Genes on chromosome 4 are enriched for chromatin marks typical of heterochromatin irrespective of their expression status. (A) Metagene profiles of expressed genes residing in the pericentric heterochromatin (left) or on chromosome 4 of D. melanogaster (right), illustrating their enrichment for HP1a, H3K9me2, H3K9me3, and H3K36me3 in BG3 cells. In contrast to pericentric genes, chromosome 4 genes have higher levels of the heterochromatic marks HP1a, H3K9me2, and H3K9me3 across the body of the genes compared to intergenic regions.

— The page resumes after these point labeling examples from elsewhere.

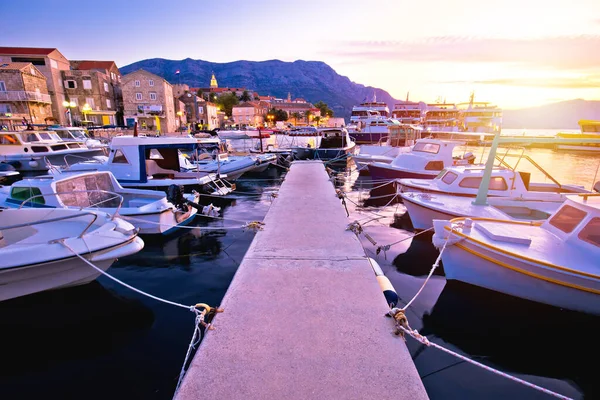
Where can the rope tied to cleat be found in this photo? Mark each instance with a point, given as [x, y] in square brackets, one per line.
[254, 225]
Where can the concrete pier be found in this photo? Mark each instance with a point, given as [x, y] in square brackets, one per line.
[304, 313]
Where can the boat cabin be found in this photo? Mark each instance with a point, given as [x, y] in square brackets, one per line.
[577, 221]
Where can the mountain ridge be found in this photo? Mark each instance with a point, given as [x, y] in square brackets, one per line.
[317, 81]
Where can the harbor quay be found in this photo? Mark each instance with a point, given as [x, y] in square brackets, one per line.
[304, 315]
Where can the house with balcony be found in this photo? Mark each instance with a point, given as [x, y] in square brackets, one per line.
[111, 76]
[23, 95]
[91, 97]
[250, 113]
[50, 62]
[148, 100]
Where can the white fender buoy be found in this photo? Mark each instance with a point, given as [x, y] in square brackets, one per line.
[391, 297]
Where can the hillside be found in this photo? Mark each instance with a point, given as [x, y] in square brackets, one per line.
[311, 80]
[562, 115]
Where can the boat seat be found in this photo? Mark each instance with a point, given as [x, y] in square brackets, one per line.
[155, 171]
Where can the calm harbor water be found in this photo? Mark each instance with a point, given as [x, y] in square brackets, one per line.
[103, 341]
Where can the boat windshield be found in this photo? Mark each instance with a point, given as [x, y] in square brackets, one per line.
[432, 148]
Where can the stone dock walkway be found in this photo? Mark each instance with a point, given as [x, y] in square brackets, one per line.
[304, 313]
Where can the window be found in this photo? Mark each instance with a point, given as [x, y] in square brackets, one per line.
[591, 232]
[449, 177]
[434, 165]
[496, 183]
[567, 218]
[120, 158]
[427, 147]
[26, 193]
[8, 140]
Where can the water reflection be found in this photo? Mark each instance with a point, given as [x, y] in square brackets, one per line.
[517, 335]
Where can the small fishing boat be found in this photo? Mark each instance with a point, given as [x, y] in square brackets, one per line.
[425, 160]
[155, 163]
[34, 256]
[553, 262]
[153, 212]
[330, 144]
[400, 139]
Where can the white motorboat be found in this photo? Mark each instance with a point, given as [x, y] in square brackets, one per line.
[553, 262]
[32, 151]
[399, 140]
[424, 160]
[154, 163]
[33, 257]
[451, 194]
[330, 144]
[153, 212]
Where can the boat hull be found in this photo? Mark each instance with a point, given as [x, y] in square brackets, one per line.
[467, 262]
[72, 271]
[383, 173]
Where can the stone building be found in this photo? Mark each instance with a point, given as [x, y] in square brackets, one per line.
[113, 78]
[250, 113]
[148, 99]
[23, 95]
[93, 96]
[50, 62]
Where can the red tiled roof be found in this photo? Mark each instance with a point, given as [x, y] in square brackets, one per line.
[26, 50]
[89, 64]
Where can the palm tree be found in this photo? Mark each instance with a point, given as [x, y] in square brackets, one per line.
[296, 115]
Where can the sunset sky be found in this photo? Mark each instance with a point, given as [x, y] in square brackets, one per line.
[515, 53]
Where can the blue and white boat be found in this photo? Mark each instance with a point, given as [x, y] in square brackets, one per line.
[155, 163]
[330, 144]
[152, 212]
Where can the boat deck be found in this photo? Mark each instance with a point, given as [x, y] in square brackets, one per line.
[304, 313]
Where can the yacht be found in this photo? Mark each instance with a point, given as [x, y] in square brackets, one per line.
[152, 212]
[33, 257]
[155, 163]
[33, 151]
[441, 117]
[479, 116]
[553, 262]
[330, 144]
[424, 160]
[408, 112]
[400, 140]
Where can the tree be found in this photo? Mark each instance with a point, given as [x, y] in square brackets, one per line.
[296, 116]
[226, 102]
[245, 96]
[325, 110]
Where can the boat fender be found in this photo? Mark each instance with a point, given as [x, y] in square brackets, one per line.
[391, 297]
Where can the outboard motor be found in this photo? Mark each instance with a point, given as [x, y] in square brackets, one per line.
[175, 197]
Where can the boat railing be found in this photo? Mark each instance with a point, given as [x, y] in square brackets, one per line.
[76, 156]
[522, 156]
[114, 197]
[62, 218]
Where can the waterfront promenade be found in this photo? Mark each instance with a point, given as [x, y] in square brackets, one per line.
[304, 314]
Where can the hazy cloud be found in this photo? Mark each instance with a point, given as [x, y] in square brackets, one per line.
[566, 52]
[558, 83]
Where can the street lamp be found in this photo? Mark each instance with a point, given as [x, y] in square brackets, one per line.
[84, 110]
[69, 105]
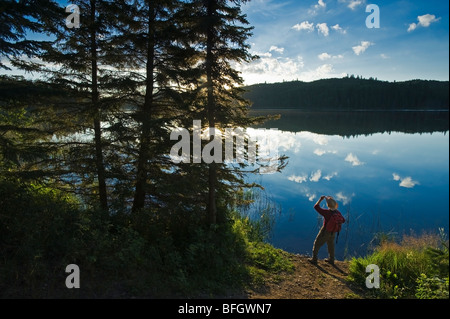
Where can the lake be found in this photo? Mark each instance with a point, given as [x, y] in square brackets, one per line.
[388, 171]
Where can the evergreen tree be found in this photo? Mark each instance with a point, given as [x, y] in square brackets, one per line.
[219, 34]
[82, 65]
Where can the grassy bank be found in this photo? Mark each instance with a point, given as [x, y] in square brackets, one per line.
[151, 254]
[414, 267]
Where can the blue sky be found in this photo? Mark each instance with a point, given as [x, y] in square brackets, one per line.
[314, 39]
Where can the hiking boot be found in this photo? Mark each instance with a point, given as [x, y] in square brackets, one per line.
[330, 261]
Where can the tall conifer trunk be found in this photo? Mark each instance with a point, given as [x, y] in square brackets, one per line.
[146, 113]
[101, 173]
[212, 176]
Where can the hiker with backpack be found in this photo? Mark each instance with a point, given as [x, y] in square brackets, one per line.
[332, 221]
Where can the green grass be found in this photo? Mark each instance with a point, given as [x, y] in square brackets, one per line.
[150, 254]
[415, 267]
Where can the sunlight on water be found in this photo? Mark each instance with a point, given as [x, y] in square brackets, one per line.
[384, 182]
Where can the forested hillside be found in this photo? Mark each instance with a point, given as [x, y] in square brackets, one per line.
[350, 93]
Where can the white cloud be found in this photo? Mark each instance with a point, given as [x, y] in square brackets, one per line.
[345, 199]
[324, 56]
[362, 47]
[336, 27]
[323, 28]
[406, 182]
[412, 27]
[305, 25]
[321, 3]
[311, 197]
[424, 21]
[276, 49]
[353, 160]
[298, 179]
[315, 176]
[320, 152]
[427, 19]
[271, 69]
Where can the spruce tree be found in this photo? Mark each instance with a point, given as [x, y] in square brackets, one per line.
[219, 33]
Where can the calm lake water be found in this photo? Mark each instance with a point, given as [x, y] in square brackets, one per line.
[389, 172]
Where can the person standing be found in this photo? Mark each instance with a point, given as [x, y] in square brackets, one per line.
[332, 220]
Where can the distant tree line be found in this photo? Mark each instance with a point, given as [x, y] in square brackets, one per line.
[350, 93]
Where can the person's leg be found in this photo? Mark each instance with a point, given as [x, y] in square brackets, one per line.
[330, 245]
[318, 242]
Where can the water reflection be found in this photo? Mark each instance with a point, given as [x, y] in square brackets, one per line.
[384, 181]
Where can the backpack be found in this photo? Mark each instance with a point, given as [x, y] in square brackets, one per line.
[335, 222]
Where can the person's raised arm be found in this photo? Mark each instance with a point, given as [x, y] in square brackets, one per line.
[319, 201]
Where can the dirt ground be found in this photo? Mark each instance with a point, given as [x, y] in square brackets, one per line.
[308, 281]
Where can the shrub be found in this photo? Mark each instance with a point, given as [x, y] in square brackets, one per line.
[408, 269]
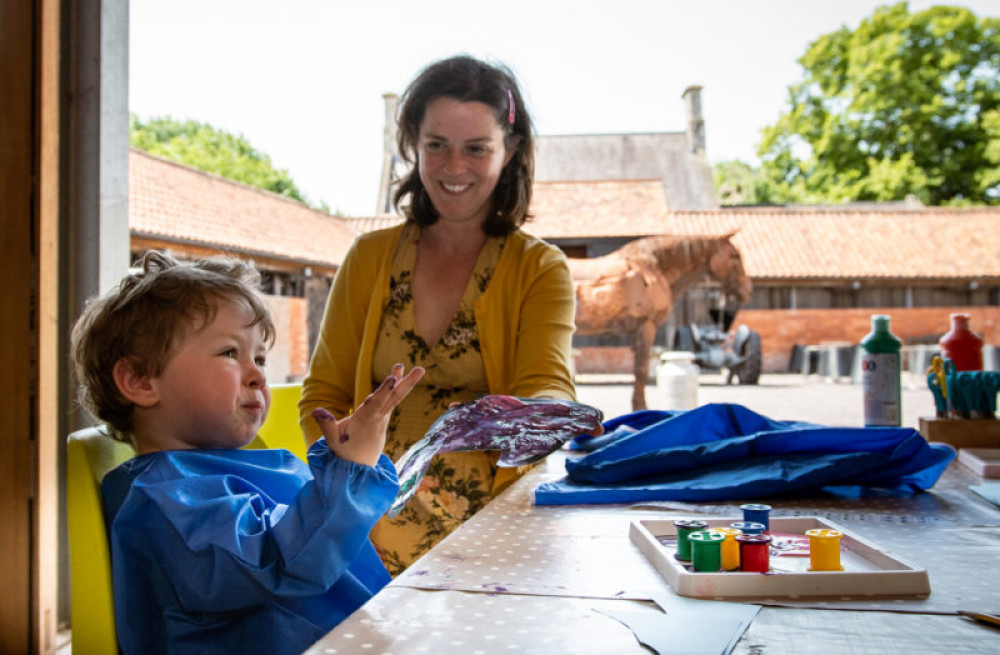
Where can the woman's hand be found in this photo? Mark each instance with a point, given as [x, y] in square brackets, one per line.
[360, 437]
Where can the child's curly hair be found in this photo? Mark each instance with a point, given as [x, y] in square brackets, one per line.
[141, 319]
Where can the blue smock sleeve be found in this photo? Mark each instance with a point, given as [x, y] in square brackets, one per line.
[228, 530]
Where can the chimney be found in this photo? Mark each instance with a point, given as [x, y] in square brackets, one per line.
[696, 125]
[389, 154]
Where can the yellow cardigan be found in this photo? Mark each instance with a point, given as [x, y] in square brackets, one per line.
[525, 320]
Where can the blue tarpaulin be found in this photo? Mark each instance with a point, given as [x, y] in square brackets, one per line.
[727, 452]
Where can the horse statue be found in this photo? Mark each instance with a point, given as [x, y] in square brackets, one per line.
[631, 291]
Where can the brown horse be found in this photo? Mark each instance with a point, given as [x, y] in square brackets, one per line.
[631, 291]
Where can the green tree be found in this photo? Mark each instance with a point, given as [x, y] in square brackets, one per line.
[739, 183]
[905, 104]
[206, 148]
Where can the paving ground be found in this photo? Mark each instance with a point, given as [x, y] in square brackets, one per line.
[778, 396]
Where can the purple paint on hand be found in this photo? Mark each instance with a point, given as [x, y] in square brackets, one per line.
[524, 430]
[321, 414]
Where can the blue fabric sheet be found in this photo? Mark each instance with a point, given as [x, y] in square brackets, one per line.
[727, 452]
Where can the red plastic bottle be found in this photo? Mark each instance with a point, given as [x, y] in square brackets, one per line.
[962, 346]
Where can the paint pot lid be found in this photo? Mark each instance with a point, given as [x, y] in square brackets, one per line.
[706, 536]
[824, 533]
[690, 524]
[754, 507]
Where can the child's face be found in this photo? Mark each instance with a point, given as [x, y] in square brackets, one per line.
[213, 391]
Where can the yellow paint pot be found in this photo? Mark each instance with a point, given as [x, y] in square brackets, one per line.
[824, 550]
[730, 548]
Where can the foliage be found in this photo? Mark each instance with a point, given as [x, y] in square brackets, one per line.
[739, 183]
[206, 148]
[905, 104]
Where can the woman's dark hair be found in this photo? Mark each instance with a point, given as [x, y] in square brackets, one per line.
[467, 79]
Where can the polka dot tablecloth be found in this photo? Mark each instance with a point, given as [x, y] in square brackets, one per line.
[513, 546]
[521, 578]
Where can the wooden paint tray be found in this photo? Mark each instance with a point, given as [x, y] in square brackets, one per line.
[983, 461]
[868, 571]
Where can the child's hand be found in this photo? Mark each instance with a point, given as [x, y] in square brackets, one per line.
[360, 437]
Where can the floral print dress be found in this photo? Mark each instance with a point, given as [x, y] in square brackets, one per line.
[457, 485]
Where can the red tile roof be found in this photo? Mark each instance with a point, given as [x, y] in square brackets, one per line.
[931, 243]
[180, 204]
[176, 203]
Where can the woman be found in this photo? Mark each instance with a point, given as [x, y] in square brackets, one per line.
[458, 289]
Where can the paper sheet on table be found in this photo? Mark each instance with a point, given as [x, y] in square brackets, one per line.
[688, 626]
[988, 490]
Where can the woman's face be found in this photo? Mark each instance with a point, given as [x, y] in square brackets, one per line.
[461, 152]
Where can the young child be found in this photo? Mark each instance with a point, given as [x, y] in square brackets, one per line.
[217, 549]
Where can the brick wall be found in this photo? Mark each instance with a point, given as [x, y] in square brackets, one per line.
[781, 329]
[288, 361]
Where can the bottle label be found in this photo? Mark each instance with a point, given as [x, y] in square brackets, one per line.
[881, 388]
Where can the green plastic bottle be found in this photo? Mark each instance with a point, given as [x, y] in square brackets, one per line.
[880, 374]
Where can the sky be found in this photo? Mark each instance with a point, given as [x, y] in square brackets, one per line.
[303, 80]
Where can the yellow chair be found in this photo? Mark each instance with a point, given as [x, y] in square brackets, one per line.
[90, 453]
[281, 429]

The metagene profile averages the 2-kb regions upstream and downstream of the gene, along with gene spans that have been scaled to 3 kb in size. x-axis: position along the metagene with 0 indicating the transcription start site; y-axis: enrichment relative to input [figure panels modified from Riddle et al. (2011)]. (B) Browser view illustrating that both an expressed gene (Ephrin) and a silent gene (CG1909) on chromosome 4 show similar levels of enrichment for heterochromatic marks, although there is a shift in the ratio of H3K9me2 to H3K9me3, with higher levels of H3K9me2 associated with silencing. x-axis: position along the chromosome; y-axis for chromatin immunoprecipitation panels: enrichment relative to input (University of California Santa Cruz Genome Browser; Kent et al. 2002). RefGenes, reference genes.

Figure 4

Dot chromosome evolution within the Drosophilids illustrates the changeable nature of the chromosome, which nonetheless maintains common characteristics. Phylogenetic tree and chromosome diagram modified from Schaeffer and colleagues (Schaeffer et al. 2008) using additional information from Song et al. (2011) and Zhou and Bachtrog (2015). Chromosome size estimates of the F element arms (from the most proximal to most distal gene, not including the pericentric heterochromatin or telomeres) are from Schaeffer et al. (2008) and Zhou and Bachtrog (2015). Repeat content estimates for the F element gene-containing regions are derived from Leung et al. (2010, , . In the partial karyotype, fusions of the F element (orange) to other chromosomes are marked; in D. busckii, the F element is fused to the sex chromosomes (red), i.e., one copy of the F element fused to the Y chromosome (F/Y fusion), the other copy fused to the X chromosome, which is the A element in this species (F/A fusion). In D. willistoni, the F element is fused with the E element (purple).